Post-medieval dentistry was far from what we are used to today. Rudimentary dental 'fillings' have been discovered in prehistoric man and materials such as beeswax or bitumen have been found packed into cavitated teeth as early as 13,000 years ago.¹⁸ Dental fillings comprising of packed gold leaf were in use in Europe in the early sixteenth century. Giovanni d'Arcoli, Professor of Medicine and Surgery at Bologna, wrote in his book Practica seu Exposito in 1480 that 'teeth could be filled with gold leaf after cleansing of the cavity with acid'.¹⁹ The earliest book published about dentistry Artzney Buchlein in Germany, in 1530, confirms the procedure in further detail;²⁰ however, these restorative procedures involving precious metals would have been reserved for the wealthiest in society. None of the teeth found at the New Churchyard excavation had any evidence of dental filling materials.

Dentistry in post-medieval London was far less regulated than today. Extractions could be performed by any number of 'tooth-drawers'; from barber-surgeons to blacksmiths, many occupations would remove the teeth of those desperate enough.²¹ Samuel Pepys wrote of minimally invasive charlatan dentists who would pretend to remove the 'tooth worms', believed to be the source of toothache, from their victims' mouths.¹¹

Conclusion

The meticulous recording of the condition of skeletal remains from the New Churchyard allow a unique insight into the oral condition of those buried and provide a sample of the oral health of East Londoners from the post-medieval time period.

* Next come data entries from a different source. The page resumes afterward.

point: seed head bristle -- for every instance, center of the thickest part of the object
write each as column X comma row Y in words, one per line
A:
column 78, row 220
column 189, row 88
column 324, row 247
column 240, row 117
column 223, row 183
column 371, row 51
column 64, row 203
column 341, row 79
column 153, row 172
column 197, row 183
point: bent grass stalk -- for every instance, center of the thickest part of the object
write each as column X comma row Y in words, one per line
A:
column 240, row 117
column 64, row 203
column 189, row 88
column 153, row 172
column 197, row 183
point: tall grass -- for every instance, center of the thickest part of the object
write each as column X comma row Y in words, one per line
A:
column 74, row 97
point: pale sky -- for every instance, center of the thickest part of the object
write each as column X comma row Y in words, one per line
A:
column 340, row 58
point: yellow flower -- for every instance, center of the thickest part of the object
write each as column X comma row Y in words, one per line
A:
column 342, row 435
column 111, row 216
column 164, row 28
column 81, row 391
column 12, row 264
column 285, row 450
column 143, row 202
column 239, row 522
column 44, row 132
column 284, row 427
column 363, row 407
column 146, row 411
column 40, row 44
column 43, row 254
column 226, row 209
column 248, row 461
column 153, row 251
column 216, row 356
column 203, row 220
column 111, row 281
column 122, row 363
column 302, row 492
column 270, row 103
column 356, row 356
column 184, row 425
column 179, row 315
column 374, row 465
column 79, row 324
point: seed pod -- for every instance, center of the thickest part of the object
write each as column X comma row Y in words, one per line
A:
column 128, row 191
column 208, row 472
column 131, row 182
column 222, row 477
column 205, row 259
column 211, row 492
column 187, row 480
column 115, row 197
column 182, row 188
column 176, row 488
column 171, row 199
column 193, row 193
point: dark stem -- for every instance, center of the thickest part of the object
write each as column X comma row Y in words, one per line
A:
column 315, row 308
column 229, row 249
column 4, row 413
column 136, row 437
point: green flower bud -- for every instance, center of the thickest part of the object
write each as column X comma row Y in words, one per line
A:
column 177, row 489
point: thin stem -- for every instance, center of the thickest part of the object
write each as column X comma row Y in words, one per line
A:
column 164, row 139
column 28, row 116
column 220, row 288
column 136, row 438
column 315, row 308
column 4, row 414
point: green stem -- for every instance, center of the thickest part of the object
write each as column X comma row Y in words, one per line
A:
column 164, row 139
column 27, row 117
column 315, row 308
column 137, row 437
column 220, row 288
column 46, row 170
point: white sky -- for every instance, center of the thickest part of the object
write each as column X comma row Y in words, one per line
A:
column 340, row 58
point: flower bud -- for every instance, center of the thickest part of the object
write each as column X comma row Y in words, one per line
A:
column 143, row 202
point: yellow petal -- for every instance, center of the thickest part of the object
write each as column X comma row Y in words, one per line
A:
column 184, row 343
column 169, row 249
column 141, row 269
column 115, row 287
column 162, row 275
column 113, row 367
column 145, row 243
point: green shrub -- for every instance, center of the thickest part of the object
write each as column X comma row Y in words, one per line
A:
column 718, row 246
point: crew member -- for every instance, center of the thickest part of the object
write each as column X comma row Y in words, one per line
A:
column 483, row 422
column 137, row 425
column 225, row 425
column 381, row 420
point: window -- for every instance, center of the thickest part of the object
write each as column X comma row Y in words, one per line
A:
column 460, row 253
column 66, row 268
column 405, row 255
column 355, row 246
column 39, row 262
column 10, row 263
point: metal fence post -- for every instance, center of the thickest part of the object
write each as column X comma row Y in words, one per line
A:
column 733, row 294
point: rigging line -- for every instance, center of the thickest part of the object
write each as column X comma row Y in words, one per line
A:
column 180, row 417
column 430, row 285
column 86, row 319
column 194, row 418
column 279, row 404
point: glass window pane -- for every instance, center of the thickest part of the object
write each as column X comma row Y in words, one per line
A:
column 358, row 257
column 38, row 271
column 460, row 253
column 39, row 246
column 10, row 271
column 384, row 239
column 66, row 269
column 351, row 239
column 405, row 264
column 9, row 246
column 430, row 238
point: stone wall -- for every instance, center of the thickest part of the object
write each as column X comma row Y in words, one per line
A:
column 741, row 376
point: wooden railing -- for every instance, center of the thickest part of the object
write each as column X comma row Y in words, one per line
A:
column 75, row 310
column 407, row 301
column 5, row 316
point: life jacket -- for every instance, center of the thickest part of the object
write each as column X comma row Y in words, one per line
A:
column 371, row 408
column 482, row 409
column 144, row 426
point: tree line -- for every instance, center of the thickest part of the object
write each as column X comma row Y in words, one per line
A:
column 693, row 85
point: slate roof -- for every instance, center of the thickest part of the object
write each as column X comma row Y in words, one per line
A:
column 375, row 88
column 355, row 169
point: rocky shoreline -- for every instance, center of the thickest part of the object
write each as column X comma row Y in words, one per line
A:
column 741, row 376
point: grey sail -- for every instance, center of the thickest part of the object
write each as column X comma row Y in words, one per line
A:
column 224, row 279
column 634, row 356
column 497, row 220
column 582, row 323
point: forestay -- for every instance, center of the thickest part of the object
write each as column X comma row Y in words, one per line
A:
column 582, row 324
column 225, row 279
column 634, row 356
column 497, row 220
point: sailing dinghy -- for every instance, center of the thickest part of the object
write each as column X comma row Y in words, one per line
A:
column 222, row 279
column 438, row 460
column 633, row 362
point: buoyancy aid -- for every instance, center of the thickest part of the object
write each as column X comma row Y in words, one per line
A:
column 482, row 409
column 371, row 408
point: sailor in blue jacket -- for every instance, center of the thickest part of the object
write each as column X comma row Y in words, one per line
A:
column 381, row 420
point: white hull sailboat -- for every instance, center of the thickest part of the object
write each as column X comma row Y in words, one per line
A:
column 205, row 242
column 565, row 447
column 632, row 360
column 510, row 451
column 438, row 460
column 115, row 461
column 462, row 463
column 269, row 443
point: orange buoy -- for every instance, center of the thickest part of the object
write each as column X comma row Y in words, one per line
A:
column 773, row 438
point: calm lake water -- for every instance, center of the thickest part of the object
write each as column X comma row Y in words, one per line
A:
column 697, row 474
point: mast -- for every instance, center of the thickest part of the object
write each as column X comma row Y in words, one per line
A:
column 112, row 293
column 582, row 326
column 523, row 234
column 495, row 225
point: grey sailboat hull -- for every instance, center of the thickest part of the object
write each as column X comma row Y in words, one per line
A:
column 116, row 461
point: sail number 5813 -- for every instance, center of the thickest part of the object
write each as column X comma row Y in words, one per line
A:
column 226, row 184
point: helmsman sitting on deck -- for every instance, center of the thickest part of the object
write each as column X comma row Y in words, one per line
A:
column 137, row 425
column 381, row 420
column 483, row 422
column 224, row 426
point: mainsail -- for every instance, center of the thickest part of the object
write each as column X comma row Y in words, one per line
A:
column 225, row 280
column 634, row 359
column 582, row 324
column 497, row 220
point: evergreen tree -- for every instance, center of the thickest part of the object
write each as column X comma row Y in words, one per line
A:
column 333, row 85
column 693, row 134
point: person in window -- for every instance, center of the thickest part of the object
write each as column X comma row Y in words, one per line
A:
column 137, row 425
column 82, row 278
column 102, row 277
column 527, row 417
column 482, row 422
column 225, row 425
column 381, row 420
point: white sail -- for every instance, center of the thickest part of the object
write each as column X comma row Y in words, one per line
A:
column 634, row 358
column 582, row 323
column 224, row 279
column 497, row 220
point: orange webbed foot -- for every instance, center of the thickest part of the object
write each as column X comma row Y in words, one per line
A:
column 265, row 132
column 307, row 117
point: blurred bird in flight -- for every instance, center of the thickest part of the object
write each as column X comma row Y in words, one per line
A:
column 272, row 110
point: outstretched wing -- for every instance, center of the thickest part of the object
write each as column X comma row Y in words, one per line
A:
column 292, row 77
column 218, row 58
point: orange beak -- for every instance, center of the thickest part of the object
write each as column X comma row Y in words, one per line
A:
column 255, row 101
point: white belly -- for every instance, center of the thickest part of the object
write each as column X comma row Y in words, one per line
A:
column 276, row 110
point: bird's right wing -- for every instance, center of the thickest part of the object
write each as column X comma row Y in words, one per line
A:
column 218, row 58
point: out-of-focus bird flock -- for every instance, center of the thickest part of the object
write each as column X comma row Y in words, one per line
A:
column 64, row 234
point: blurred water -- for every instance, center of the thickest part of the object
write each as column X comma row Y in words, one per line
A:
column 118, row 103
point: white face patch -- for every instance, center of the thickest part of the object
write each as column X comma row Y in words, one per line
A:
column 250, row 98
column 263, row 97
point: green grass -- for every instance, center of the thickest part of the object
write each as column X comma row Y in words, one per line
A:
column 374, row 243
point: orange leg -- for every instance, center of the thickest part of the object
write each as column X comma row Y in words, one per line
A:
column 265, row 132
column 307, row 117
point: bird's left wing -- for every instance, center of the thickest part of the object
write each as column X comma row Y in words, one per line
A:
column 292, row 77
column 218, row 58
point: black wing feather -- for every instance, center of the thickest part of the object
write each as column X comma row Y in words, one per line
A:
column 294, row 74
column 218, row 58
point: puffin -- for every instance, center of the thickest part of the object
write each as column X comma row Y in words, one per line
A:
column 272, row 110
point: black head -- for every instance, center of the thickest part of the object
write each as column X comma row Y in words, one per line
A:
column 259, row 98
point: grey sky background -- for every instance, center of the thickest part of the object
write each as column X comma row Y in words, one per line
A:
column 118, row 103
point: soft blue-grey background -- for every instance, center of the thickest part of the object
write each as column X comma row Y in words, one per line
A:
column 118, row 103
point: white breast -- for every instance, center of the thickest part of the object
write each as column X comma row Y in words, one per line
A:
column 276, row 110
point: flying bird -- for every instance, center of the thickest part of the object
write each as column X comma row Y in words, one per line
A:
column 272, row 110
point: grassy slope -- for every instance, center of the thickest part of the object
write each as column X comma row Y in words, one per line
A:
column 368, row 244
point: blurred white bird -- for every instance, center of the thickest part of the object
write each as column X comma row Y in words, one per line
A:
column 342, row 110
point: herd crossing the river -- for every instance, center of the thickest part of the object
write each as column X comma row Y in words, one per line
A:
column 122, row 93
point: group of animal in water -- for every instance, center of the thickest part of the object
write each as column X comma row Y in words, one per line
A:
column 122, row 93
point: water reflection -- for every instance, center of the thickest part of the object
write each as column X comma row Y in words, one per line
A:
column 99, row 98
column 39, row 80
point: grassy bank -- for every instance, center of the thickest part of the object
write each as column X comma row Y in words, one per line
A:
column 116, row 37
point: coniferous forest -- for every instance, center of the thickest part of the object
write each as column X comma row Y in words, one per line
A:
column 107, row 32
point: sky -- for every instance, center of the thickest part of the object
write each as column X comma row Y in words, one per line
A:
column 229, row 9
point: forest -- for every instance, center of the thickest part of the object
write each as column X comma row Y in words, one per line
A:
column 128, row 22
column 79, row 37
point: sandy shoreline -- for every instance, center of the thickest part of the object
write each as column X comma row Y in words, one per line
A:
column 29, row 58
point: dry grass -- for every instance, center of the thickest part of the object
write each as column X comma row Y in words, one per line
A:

Comparing the calculated pre-modern DMT scores with the results from the recently published DMFT scores from the East London Oral Health Inequality study indicates that, of the burials sampled, there were significantly lower rates of dental decay in post-medieval London than there are today. While this does not imply better oral health of the inhabitants of post-medieval London, it challenges the 'normal' levels of decay experience we see in East London today. The reduced life expectancy in post-medieval London provides some explanation for the reduced decay exposure in the sampled burials and warrants further exploration, however the difficulty in accurately ageing adult skeletal remains precludes accurately age-matched comparisons.

Despite the lack of dental care in post-medieval times, the sampled population experienced less decay than the modern-day sample. Increased modern-day access to processed food with higher levels of dietary free sugars may explain the significantly higher levels of decay seen today.